# Simplify the expression by algebraic manipulation

#### Margarie

Joined Jan 19, 2018
4

(WX + Z’)(Y’ + Z) + W’(X+Y’)

I used the association property on the first operand and it leads me nowhere further from this initial expression.

This is what I did:

(WX + Z’)(Y’ + Z) + W’(X+Y’)
WXY' + WXZ + Z'Y' + Z'Z + W'(X+Y')
WXY' + WXZ + Z'Y' + W'(X+Y')

and now I can't seem to figure out what to do next. Any help is much aprecciated!

#### LesJones

Joined Jan 8, 2017
4,013
I can see one more thing that you can expand.

Les.

#### MrChips

Joined Oct 2, 2009
29,212
Have you learned Karnaugh mapping as yet?

#### Margarie

Joined Jan 19, 2018
4
Have you learned Karnaugh mapping as yet?
Yes I have. By using it I got the expression:

XW' + W'Y' +Y'Z' + XWZ + XWY'

#### WBahn

Joined Mar 31, 2012
29,154
Yes I have. By using it I got the expression:

XW' + W'Y' +Y'Z' + XWZ + XWY'
Isn't that the same as in your first post once you distribute out the last term?

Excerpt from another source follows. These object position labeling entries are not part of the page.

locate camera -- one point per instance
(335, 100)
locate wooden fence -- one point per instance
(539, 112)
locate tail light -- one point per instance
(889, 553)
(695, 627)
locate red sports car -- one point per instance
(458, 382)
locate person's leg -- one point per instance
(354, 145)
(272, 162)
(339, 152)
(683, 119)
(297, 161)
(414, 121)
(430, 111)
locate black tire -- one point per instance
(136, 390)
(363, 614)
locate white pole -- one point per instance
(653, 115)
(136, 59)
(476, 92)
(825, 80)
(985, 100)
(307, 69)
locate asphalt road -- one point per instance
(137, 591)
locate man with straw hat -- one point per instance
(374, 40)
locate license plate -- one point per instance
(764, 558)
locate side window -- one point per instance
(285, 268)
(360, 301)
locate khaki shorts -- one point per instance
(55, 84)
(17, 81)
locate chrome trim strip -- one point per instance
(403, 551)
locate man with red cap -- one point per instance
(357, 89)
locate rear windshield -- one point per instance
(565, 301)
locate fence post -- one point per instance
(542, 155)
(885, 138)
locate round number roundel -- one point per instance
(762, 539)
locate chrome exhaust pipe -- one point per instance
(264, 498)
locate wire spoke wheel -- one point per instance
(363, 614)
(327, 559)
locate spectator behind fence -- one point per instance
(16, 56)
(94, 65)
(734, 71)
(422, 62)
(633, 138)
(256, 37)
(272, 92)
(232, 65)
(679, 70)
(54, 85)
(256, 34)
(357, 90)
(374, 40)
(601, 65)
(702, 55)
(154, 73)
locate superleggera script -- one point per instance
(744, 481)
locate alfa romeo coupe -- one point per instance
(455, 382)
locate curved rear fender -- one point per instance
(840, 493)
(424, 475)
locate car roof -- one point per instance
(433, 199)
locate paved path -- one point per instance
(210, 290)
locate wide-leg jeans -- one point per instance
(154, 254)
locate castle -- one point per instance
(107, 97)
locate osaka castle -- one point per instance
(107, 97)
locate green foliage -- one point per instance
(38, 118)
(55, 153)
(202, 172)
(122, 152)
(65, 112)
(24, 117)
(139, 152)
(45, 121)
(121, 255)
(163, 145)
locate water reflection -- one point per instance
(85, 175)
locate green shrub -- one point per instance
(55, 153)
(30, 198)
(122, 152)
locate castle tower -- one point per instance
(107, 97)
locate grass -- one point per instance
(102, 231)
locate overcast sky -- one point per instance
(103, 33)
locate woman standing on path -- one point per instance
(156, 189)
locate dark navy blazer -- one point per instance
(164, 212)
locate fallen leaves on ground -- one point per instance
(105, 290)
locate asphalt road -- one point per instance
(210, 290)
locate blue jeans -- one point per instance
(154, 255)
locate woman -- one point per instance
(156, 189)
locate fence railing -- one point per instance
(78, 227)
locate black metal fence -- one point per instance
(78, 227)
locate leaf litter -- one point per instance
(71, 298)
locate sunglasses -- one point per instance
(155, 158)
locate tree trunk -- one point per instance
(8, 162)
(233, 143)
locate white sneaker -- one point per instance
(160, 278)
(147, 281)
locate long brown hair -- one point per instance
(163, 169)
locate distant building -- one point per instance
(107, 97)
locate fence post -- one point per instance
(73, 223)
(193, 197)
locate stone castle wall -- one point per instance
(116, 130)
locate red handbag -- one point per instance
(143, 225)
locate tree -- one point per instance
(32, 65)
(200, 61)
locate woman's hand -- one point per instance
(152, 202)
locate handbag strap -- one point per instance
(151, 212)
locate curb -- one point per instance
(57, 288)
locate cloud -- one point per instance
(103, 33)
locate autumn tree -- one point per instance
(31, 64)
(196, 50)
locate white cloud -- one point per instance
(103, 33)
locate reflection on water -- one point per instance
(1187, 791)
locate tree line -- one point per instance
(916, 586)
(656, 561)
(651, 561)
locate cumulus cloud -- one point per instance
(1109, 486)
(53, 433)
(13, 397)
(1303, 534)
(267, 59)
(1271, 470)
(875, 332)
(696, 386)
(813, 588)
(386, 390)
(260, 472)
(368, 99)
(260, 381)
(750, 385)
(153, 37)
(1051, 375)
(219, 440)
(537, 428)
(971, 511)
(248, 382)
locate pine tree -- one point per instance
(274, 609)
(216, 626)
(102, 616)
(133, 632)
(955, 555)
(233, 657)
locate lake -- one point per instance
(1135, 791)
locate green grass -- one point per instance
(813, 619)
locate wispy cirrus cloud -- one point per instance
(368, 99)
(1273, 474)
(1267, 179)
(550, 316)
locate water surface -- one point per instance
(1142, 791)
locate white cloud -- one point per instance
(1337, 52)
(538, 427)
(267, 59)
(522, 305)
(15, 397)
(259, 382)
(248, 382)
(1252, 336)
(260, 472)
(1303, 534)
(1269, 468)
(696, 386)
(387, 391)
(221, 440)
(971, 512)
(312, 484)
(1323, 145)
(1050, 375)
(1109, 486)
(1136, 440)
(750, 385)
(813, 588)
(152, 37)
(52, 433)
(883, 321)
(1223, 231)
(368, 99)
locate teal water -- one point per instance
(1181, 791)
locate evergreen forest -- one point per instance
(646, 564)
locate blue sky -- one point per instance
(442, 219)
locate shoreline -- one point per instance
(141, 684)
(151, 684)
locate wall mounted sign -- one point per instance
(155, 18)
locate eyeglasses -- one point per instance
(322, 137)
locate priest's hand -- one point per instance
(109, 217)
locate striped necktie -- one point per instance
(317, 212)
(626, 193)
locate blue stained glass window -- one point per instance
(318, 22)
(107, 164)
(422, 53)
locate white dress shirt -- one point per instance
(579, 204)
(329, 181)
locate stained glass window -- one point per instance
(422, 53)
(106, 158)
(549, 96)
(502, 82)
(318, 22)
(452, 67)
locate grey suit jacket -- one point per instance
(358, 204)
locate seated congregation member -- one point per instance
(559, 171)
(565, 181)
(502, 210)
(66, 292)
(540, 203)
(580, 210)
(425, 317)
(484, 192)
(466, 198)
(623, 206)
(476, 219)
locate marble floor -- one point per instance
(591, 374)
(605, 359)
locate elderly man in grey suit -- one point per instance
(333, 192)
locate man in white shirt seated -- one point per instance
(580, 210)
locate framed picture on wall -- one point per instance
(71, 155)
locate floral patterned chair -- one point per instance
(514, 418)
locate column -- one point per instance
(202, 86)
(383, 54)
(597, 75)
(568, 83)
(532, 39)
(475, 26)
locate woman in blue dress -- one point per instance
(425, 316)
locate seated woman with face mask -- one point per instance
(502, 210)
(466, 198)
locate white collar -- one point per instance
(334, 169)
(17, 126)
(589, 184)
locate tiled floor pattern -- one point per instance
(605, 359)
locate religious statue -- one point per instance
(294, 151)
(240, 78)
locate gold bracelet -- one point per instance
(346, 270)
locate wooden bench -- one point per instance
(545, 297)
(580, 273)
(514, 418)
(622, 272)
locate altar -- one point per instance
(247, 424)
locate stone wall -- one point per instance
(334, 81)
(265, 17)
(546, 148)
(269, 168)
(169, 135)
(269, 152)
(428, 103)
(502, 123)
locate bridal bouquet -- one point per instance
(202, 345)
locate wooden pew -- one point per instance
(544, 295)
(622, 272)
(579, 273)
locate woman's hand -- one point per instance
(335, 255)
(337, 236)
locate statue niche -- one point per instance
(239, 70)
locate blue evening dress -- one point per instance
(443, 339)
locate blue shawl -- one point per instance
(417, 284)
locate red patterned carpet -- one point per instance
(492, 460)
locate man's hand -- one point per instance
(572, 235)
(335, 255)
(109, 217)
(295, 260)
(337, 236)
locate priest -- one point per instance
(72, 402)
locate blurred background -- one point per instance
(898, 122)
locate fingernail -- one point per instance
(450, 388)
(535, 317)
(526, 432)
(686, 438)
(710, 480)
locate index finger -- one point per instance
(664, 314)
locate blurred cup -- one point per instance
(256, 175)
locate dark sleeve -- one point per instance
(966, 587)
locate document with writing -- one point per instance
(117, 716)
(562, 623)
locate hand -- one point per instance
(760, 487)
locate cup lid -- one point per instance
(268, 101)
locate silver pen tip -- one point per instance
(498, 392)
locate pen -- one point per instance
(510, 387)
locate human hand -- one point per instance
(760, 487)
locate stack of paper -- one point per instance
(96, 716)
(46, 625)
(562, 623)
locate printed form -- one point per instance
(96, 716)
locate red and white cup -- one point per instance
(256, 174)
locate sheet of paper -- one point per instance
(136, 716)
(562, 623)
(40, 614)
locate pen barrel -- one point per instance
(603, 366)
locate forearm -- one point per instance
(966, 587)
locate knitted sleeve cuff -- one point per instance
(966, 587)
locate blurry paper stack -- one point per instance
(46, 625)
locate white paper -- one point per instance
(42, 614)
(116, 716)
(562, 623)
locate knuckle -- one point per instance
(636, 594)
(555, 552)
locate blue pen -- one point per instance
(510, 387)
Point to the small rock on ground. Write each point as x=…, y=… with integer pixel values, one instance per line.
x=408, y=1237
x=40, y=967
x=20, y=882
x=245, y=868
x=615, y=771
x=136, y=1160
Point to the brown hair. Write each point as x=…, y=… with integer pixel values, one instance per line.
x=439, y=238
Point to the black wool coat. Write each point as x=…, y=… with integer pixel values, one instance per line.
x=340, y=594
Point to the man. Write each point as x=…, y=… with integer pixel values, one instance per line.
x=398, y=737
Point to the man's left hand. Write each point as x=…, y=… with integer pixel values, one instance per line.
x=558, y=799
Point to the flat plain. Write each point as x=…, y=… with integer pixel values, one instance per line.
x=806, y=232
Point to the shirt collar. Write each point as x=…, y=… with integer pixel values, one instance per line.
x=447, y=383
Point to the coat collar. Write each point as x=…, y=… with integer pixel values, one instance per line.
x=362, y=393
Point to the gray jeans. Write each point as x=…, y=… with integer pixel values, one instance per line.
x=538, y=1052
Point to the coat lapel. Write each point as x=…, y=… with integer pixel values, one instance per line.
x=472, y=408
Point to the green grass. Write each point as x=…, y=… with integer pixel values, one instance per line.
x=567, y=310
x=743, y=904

One subtle point on these kinds of question is what constitutes a "minimized" expression?

Is A(B+C) more "minimal" than AB+AC?

#### Margarie

Joined Jan 19, 2018
4
I think I have just simplified it.
I used the theorems:
1) A+A'.B = A+B
2) A.B+A'.C+BC = A.B+A'.C

And so these were the steps, if it may help someone:

XW' + W'Y' +Y'Z' + XWZ + XWY'
X(W'+WZ)+Y'(W'+WX)+Y'Z' , using 1) with X(W'+WZ) assuming (A=W', A'=W, B=Z) and with Y'(W'+X) assuming (A=W', A'=W, B=X):
X(W'+Z)+Y'(W'+X)+Y'Z'
XW'+XZ+Y'W'+Y'X+Y'Z' , and using 2) with A=Z, A'=Z', B=X, C=Y':
XW'+Y'W'+XZ+Y'Z'

This was the simplest I got. Thank you guys and I hope it's correct, even tho I checked on logisim and it was equivalent.